エリックは想像力に富み、そのアイデアを実際の商品にするスキルと技術を持ち合わせていた。一方でドーグはビジネスの才にあふれ、以前から自分の会社を持ちたいと思っていた。しかし、どんなビジネスを展開するかについては決めかねていたのだ。
エリックは当初、二つのアイデアを持っていた;スキューバのベストとアーチェリーのサイトだ。ドーグはそれぞれの市場の規模を見極め、そして遂に選択肢がはっきりとした。ハンティング市場だ。
ドーグは今でもカッパ・ジョンを立ち上げたときのインスピレーションについて笑い話にする。「私たちは最初から緻密の計画されたビジネス判断なんて持っていなかった」と彼は言った。「ただ単純に地元に帰って、仕事がしたかっただけ。それこそがインスピレーションだったんだ。私たちがアーチェリーを市場に選んだのは、エリックがそのスポーツに情熱を注いでいたからで、私もそこいらのネジを売る商売には興味がなかった。私は何か”クール”なものを売りたかったんだ。」
Copper Johnのハンティング商品が最初のラインナップだった。そして、それらはマーケットに受け入れられ、ラインナップは多様化した。そして、2001年、遂に彼らはスタンの創設者、メル・スタニロースキーと出会い、スタニロースキーの会社を買収した。
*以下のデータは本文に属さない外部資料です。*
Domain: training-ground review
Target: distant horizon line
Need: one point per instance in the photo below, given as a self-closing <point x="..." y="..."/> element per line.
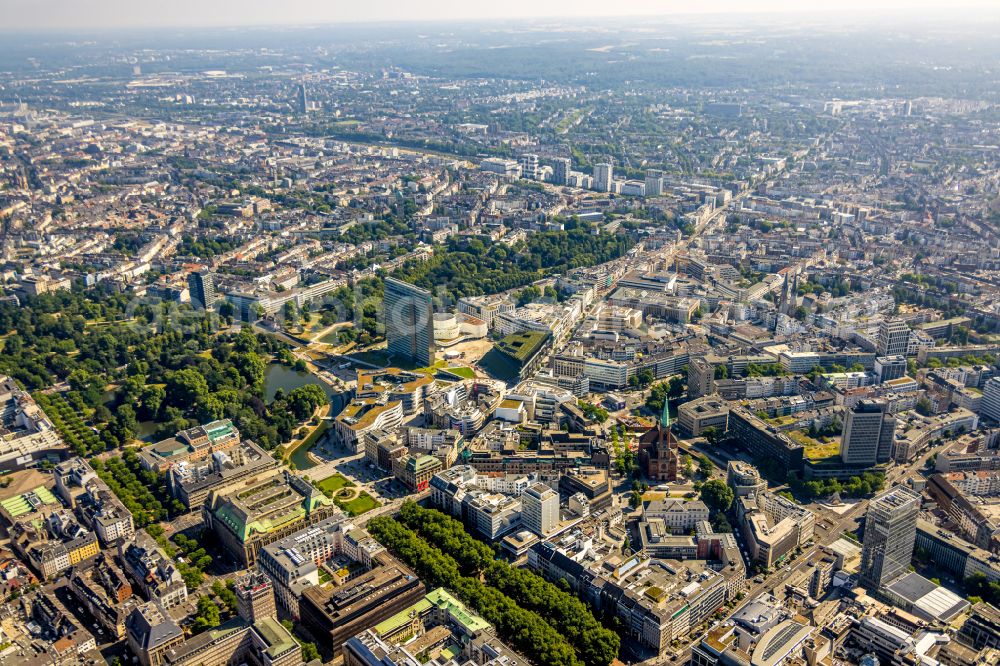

「BCYファイバーのボブ・デストンは私の友人で、メル・スタニロースキーが引退を考えていると教えてくれたのも彼だった」とエリックは説明する。「我々は2001年のIBOワールドでメルに一度会い、それから彼の工場があるオレゴンに行く約束をした。」
「私は、私が育てた会社を大事に扱ってくれる人物に売りたかった」
「私は彼らの隅々まで渡る注意力もそうだが、個人的に彼らのことが気に入ってね」とメル・スタニロースキーは語る。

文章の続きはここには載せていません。